Le Mois des Fiertés nous rappelle que chaque être humain porte en lui une couleur unique. Comme parent, notre rôle n’est pas de choisir la palette pour nos enfants, mais de leur offrir un espace où ils peuvent être pleinement eux-mêmes et peindre leur propre ciel, leur propre arc-en-ciel. Chez nous, cela commence par des gestes simples : écouter sans juger, accueillir sans condition et aimer sans mode d’emploi. C’est dire à nos enfants, dans les mots comme dans les silences : « Tu peux être toi. Tu es en sécurité ici. Tu es aimé·e tel que tu es. »
Dans le tourbillon du quotidien, nous avons créé un petit rituel familial : le vendredi soir. Les ados l’appellent « gossip night » et la petite, avec sa douceur, « Gospel night ». Ce n’est pas le repas qui compte, mais ce qui se passe autour de la table : les confidences, les rires, les inquiétudes, les rêves. Un moment où chacun peut parler librement et être écouté, sans jugement.
Pour moi, créer un espace où nos enfants se sentent libres d’être eux-mêmes, c’est aussi leur offrir un endroit sécurisant où ils et elles peuvent être vulnérables, poser des questions, exprimer leurs émotions et se sentir accepté·e·s.

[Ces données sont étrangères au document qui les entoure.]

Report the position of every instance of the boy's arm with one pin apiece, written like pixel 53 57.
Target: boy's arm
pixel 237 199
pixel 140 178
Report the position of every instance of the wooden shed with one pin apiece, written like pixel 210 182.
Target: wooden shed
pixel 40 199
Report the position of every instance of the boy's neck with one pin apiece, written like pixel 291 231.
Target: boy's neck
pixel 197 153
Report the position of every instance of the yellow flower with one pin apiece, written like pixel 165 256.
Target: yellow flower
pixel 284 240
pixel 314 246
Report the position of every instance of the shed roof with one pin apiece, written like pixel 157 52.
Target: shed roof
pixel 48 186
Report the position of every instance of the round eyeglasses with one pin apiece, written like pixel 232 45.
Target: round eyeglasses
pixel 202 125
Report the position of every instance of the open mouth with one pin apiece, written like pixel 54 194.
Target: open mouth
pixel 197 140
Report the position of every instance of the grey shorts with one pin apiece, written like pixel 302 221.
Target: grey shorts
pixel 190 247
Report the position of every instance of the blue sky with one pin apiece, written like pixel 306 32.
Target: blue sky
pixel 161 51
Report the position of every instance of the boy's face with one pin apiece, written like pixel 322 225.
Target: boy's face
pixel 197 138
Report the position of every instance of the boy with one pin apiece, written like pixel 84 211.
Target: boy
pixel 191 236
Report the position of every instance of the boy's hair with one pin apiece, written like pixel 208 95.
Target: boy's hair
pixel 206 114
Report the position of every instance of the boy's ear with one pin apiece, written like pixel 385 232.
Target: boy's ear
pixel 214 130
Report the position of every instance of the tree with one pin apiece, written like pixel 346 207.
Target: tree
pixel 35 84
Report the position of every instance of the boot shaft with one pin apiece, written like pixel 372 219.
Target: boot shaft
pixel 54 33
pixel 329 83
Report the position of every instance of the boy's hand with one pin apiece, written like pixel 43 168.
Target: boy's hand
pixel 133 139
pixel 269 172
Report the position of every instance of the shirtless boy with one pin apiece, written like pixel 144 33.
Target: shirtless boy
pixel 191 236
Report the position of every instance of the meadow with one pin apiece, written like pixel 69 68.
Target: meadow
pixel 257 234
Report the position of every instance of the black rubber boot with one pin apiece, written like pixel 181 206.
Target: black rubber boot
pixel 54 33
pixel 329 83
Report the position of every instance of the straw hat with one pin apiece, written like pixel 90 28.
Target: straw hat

Pas un modèle parfait ou théorique, mais un espace vivant, adapté à notre réalité. Quand un enfant sait qu’il ou elle est aimé·e sans condition, il ou elle avance avec plus de confiance et de courage. Et c’est peut-être ça, la plus belle forme de fierté : voir nos enfants marcher vers leur propre vérité, en sachant qu’ils et elles ont toujours un endroit où revenir, exactement comme ils et elles sont.